Point guard Josh Heath transferred from South Florida and was granted immediate eligibility because his father Stan Heath, was fired as the coach at South Florida. The 6-foot-8 forward Robert Sampson, son of Ralph Sampson, who transferred from East Carolina a year ago, is eligible to play after redshirting last season.

Other than their connections to their fathers, or former teams, a lot of these names sound unfamiliar to those outside Tech’s program. But to the ones on the inside, there’s a feeling of familiarity.

Every player on Tech’s roster was recruited by Gregory.

“This is our first year where everybody in the program has been recruited by us and understands what we’re all about and how we need to be successful,” Gregory said. “Little more (comfortable) with the idea of putting the team first, with the understanding that the more they do that, the more the individual accolades are going to probably increase. It’s not the other way around. And I think our guys have bought into that.”

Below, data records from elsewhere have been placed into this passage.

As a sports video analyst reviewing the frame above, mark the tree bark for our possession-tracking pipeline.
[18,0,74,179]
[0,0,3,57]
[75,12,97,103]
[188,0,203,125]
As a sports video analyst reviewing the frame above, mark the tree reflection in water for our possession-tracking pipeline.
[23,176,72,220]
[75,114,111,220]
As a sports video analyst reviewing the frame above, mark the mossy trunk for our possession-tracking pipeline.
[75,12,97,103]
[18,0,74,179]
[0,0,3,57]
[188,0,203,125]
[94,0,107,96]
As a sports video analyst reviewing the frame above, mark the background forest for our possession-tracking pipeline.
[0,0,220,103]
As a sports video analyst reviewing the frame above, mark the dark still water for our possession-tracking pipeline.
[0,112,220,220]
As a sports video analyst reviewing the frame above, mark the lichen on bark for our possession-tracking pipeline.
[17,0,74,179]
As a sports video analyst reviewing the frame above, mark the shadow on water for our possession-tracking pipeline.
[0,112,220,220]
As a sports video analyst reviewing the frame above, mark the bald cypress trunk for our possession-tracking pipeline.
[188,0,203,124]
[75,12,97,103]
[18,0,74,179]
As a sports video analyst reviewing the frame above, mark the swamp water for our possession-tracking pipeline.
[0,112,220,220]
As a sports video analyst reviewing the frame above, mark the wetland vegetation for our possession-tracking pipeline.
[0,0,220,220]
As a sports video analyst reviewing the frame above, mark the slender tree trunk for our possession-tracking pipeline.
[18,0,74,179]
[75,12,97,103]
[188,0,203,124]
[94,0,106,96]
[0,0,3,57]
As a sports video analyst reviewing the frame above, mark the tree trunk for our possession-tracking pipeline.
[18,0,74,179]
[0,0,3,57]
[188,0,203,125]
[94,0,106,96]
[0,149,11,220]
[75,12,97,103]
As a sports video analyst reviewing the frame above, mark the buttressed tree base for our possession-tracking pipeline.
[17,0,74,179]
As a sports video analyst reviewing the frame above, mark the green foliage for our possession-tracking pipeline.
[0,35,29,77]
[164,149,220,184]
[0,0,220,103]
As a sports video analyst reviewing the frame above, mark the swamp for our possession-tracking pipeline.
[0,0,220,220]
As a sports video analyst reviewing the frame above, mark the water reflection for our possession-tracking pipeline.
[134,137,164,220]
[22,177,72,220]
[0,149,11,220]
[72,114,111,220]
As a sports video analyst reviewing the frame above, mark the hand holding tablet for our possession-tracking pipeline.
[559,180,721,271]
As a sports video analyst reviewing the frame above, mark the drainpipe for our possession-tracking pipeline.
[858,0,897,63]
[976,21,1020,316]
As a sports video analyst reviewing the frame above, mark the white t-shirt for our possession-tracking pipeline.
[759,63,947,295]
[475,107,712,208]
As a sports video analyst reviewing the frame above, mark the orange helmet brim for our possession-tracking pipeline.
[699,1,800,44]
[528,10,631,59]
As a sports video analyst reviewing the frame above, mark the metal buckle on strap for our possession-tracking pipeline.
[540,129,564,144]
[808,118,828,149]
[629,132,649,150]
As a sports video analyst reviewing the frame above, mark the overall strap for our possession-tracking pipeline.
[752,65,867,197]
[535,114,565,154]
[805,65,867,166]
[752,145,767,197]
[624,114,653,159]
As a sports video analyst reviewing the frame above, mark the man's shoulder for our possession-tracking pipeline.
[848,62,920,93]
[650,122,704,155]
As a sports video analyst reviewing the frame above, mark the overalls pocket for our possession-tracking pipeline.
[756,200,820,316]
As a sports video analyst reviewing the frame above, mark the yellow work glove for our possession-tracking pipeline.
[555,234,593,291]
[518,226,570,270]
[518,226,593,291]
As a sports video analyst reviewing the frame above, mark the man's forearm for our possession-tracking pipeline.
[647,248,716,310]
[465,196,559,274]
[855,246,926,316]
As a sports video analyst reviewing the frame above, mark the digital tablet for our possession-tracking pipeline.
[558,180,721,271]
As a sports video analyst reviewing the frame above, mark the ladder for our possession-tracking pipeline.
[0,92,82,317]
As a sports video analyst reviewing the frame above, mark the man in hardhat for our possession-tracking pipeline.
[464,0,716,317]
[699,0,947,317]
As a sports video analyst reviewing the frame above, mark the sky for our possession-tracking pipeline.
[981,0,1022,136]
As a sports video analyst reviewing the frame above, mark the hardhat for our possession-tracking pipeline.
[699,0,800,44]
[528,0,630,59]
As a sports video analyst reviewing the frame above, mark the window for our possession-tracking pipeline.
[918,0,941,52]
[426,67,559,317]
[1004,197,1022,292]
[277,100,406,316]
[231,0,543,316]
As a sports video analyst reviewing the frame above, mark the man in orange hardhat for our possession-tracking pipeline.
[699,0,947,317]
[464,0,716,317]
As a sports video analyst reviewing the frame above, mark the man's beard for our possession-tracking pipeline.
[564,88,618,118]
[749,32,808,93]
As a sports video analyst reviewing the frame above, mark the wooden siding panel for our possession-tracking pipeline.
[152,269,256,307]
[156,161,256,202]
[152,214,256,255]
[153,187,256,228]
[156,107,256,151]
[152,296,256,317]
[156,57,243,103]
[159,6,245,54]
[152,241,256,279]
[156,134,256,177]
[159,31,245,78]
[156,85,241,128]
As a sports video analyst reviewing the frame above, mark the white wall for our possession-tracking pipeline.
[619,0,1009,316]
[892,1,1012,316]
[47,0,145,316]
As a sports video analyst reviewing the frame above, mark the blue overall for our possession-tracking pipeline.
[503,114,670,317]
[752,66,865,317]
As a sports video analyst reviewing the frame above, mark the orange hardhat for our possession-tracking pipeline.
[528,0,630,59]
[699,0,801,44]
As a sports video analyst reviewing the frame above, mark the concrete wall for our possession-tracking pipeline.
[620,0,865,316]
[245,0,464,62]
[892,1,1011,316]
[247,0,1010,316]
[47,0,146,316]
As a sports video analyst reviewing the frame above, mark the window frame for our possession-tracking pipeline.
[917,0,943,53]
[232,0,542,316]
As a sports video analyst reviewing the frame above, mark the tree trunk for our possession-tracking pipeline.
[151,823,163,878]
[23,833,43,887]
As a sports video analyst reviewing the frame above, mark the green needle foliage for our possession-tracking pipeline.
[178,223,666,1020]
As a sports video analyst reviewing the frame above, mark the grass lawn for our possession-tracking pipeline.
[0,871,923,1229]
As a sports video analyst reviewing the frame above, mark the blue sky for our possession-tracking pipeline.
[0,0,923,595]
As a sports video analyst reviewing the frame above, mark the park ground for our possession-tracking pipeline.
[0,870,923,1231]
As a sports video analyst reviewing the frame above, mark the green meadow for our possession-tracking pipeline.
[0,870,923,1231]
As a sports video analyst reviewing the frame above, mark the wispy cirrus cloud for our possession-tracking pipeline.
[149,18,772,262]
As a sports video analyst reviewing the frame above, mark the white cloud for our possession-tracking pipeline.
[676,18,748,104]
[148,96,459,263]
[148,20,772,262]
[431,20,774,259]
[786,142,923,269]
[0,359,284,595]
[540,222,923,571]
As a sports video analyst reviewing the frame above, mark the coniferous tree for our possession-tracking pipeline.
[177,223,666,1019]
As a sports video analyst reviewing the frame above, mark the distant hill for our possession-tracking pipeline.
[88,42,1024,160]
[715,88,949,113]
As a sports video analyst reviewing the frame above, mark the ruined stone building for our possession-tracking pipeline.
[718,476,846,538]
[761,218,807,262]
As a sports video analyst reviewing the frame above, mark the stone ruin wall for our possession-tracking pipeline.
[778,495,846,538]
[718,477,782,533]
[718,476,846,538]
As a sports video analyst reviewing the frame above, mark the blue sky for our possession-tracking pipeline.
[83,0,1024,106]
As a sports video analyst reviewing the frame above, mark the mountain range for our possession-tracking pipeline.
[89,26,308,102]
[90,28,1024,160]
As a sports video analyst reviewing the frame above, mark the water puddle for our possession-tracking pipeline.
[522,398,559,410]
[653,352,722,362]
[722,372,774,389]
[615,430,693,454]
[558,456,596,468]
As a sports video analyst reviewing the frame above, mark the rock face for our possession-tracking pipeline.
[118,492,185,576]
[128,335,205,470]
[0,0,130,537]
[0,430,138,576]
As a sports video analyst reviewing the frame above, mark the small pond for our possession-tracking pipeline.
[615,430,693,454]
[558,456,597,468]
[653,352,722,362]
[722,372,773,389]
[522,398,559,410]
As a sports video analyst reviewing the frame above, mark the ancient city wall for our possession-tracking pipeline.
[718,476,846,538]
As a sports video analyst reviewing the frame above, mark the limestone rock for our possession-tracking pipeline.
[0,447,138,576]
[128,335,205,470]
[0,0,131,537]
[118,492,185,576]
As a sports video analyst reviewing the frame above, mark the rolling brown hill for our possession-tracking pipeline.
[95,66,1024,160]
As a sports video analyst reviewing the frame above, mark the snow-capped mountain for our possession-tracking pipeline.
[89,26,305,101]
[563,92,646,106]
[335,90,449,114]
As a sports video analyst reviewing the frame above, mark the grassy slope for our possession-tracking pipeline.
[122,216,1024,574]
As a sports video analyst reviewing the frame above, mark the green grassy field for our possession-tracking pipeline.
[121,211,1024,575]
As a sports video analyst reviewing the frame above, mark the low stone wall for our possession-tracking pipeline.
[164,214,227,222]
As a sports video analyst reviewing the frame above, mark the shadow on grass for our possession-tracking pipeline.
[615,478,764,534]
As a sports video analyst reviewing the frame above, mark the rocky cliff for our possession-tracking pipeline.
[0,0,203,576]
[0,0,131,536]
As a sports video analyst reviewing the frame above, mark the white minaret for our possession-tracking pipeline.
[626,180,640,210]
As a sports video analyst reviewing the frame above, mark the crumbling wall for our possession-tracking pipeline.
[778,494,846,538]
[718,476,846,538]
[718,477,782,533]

Solomon Poole was dismissed from Tech’s team in February in the middle of the season and transferred to Florida Atlantic. His brother, Stacy Poole, did not have his scholarship at Tech renewed.

“There were times last year where some of the players thought, ‘I should be issued the ball more,’” said sophomore point guard Corey Heyward, who comes into the season 20 pounds lighter. “This year I feel like we have people buying in, accepting their roles.”

Gregory wants Cox and Mitchell to break out of the mold they got into with their previous teams, when they focused on setting screens and rebounding. And he’s going to lean that much more on junior wing Marcus Georges-Hunt.

Gregory also expects big things from freshman shooting guard Tadric Jackson, a Tift County product who chose Tech over Georgia, Florida State and Ole Miss.

“He has a chance to have an unbelievable impact as a freshman,” Gregory said. “ … He can score off the dribble, pull-ups, runners, floaters, 3s, he can flat out score the basketball, and we’re going to need him to do that. I love his confidence. I get on him in practice. He’ll make a shot, and he’ll give me a look like, ‘This is what I came here for.’ I don’t mind that one bit. He’s a tough kid.”

Gregory meant that in more ways than one. Jackson’s father, Damedric, died suddenly of a stroke in August, on the eve of Jackson’s first college season.

“He went through some tough times,” Gregory said. “He’s bounced back strong, very strong. He was very close with his father, as were his younger brothers, so it was hard on him. It helps you grow up fast.”